W czwartkowy wieczór wyleguję się z książką, oczywiście na cudownym tarasie, który stworzył dla mnie Dawid. Czekam na niego, bo jest jeszcze w studiu nagrań. Zaczyna się zachód słońca, czyli moja ulubiona pora. Odkąd tu mieszkam, niemal codziennie obserwuję przepiękne spektakle przyrody i robię mnóstwo zdjęć. Nie ma dwóch takich samych zachodów. Każdy z nich jest wyjątkowy. A ten dzisiejszy zapowiada się równie obiecująco. Odkładam książkę i sięgam po telefon. Niebo przybiera barwę krwistej czerwieni. Zawsze obiecuję sobie, że zrobię tylko kilka fotek. To przecież w zupełności wystarczy. Ale tym razem też jest jak zwykle. Nie wiem, kogo ja chcę oszukać. Zrobiłam już chyba ze dwadzieścia ujęć. Parskam śmiechem, tak bardzo siebie samą rozbawiłam. Dawid się nie odzywa. Pewnie jeszcze pracuje. Zapadam się w fotelu i przymykam powieki. To silniejsze ode mnie. I nawet nie wiem kiedy odpływam. Śni mi się, że idę przez łąkę. Tą samą, na której wyznałam Dawidowi miłość, tuż u podnóża Tatr. Słońce chowa się już powoli za horyzont, malując niebo kolorami tak zjawiskowymi, że aż zapiera dech w piersiach. Mam na sobie białą sukienkę. Jest koronkowa i przepiękna. Prosta, ale cudowna w tej swojej prostocie. W rękach trzymam bukiet polnych kwiatów. I wtedy go dostrzegam. Jest ubrany w elegancki, ciemny garnitur, który leży na nim wprost idealnie. Mój Dawid. Stoi tyłem i podziwia pasma gór, ale gdy tylko słyszy kroki odwraca się w moją stronę. Uśmiech rozjaśnia jego twarz. Bóg jeden wie, jak bardzo kocham tego człowieka. Przyspieszam, niemal biegnę. Chcę być blisko niego. W jego ramionach.
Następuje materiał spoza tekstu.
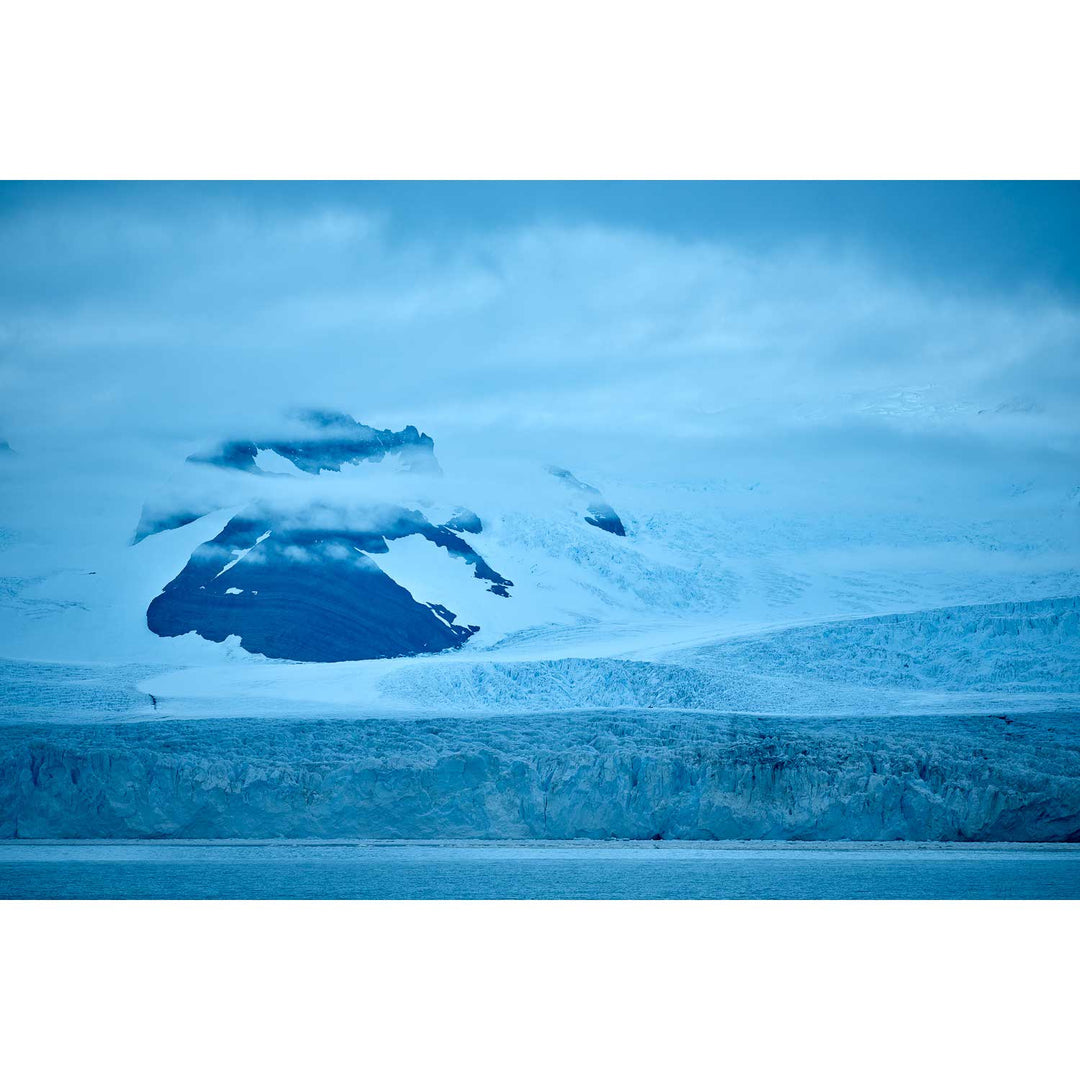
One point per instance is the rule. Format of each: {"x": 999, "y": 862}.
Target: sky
{"x": 908, "y": 333}
{"x": 862, "y": 380}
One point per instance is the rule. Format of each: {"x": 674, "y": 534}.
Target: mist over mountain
{"x": 306, "y": 459}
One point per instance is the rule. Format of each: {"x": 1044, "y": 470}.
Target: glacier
{"x": 622, "y": 773}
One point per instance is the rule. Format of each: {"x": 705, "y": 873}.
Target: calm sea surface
{"x": 539, "y": 871}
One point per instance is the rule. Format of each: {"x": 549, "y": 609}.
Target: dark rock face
{"x": 597, "y": 512}
{"x": 335, "y": 440}
{"x": 300, "y": 594}
{"x": 301, "y": 586}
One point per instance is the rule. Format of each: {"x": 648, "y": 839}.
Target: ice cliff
{"x": 633, "y": 773}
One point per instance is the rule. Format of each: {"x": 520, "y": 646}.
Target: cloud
{"x": 130, "y": 338}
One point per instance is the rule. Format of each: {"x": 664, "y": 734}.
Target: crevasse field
{"x": 585, "y": 538}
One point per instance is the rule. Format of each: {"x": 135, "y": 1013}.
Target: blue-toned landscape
{"x": 539, "y": 541}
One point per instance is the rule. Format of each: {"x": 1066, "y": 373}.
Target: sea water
{"x": 229, "y": 869}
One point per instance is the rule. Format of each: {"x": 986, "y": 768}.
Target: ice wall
{"x": 626, "y": 773}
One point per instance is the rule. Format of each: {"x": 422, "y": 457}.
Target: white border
{"x": 564, "y": 989}
{"x": 563, "y": 90}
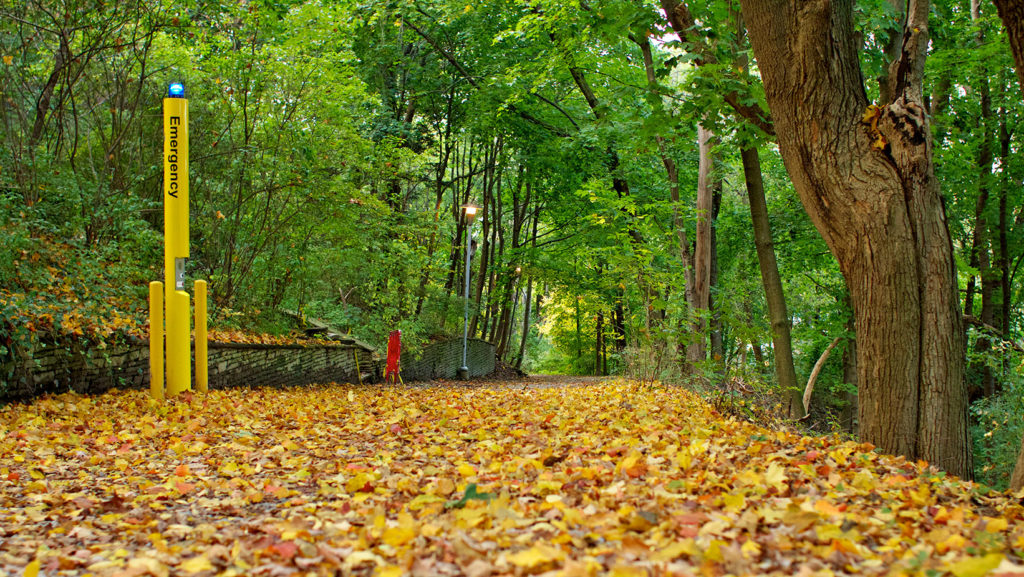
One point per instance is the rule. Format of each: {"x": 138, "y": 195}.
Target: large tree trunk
{"x": 865, "y": 178}
{"x": 777, "y": 312}
{"x": 1012, "y": 13}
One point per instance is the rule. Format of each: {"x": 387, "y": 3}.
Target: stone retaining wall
{"x": 61, "y": 368}
{"x": 442, "y": 360}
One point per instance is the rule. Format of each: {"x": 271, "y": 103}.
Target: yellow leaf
{"x": 751, "y": 549}
{"x": 397, "y": 536}
{"x": 148, "y": 566}
{"x": 775, "y": 476}
{"x": 996, "y": 525}
{"x": 733, "y": 503}
{"x": 197, "y": 564}
{"x": 679, "y": 548}
{"x": 536, "y": 557}
{"x": 953, "y": 542}
{"x": 390, "y": 571}
{"x": 627, "y": 571}
{"x": 976, "y": 567}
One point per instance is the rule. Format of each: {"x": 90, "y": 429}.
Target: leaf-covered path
{"x": 600, "y": 480}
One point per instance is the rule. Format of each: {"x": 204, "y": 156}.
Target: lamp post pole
{"x": 464, "y": 370}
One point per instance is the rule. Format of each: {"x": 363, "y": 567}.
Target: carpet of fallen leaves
{"x": 607, "y": 479}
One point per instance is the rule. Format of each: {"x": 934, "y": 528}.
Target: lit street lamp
{"x": 470, "y": 211}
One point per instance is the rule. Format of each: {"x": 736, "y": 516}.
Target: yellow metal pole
{"x": 176, "y": 239}
{"x": 202, "y": 365}
{"x": 157, "y": 340}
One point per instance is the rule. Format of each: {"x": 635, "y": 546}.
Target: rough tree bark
{"x": 781, "y": 325}
{"x": 865, "y": 177}
{"x": 1012, "y": 13}
{"x": 696, "y": 352}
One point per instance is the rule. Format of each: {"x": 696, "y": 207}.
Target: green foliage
{"x": 996, "y": 428}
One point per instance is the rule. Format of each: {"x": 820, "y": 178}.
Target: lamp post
{"x": 470, "y": 211}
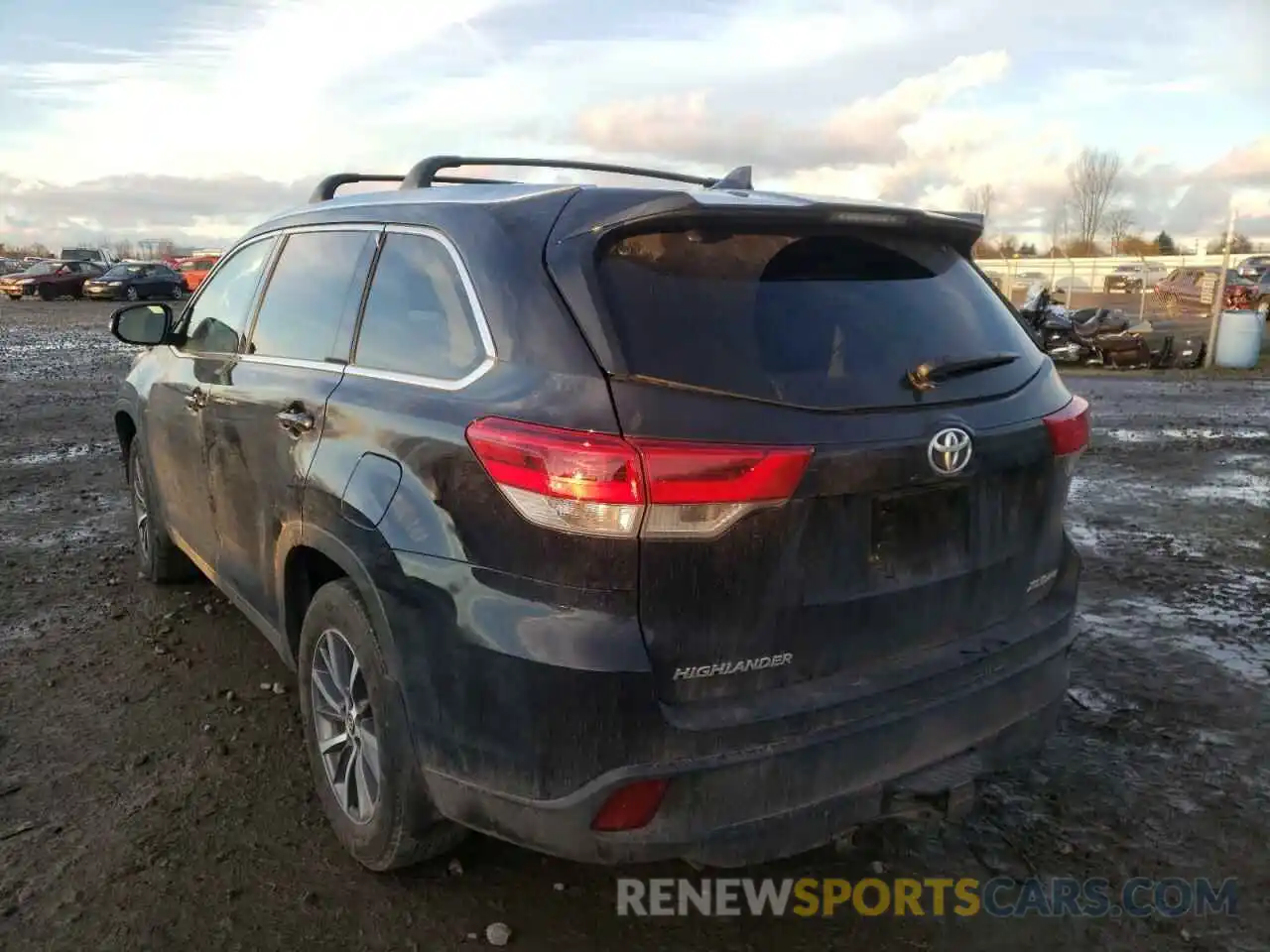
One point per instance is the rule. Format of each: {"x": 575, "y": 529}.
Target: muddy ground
{"x": 143, "y": 805}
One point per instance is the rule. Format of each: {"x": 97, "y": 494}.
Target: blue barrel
{"x": 1238, "y": 339}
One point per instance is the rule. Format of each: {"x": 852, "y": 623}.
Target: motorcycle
{"x": 1089, "y": 335}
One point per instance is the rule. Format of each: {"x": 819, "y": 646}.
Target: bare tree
{"x": 1093, "y": 178}
{"x": 979, "y": 199}
{"x": 1060, "y": 223}
{"x": 1119, "y": 221}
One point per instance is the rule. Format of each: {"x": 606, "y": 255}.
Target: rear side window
{"x": 815, "y": 320}
{"x": 314, "y": 290}
{"x": 418, "y": 316}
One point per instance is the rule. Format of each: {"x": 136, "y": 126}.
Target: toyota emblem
{"x": 949, "y": 451}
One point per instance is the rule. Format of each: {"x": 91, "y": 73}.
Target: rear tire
{"x": 158, "y": 556}
{"x": 403, "y": 825}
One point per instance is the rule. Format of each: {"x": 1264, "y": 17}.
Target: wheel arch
{"x": 309, "y": 557}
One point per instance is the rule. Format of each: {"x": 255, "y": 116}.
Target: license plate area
{"x": 919, "y": 534}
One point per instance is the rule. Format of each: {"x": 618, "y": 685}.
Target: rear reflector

W mojej bezpiecznej przystani. Nasze usta odnajdują do siebie drogę. Ta chwila mogłaby trwać wiecznie...

Przebudzam się, gdy Dawid przykrywa mnie kocem. Tak mi się przynajmniej wydaje. On naprawdę tu jest, czy to wciąż mi się śni?

- Dawid? – mruczę, gdy ciemnowłosy gładzi mnie po policzku. Wciąż mam przed oczami tą łąkę i to szczęście wymalowane na twarzy ciemnowłosego.

- Jestem. Uśmiechałaś się przez sen. Co Ci się przyśniło? – pyta, kładąc ciepłą dłoń na moim brzuchu.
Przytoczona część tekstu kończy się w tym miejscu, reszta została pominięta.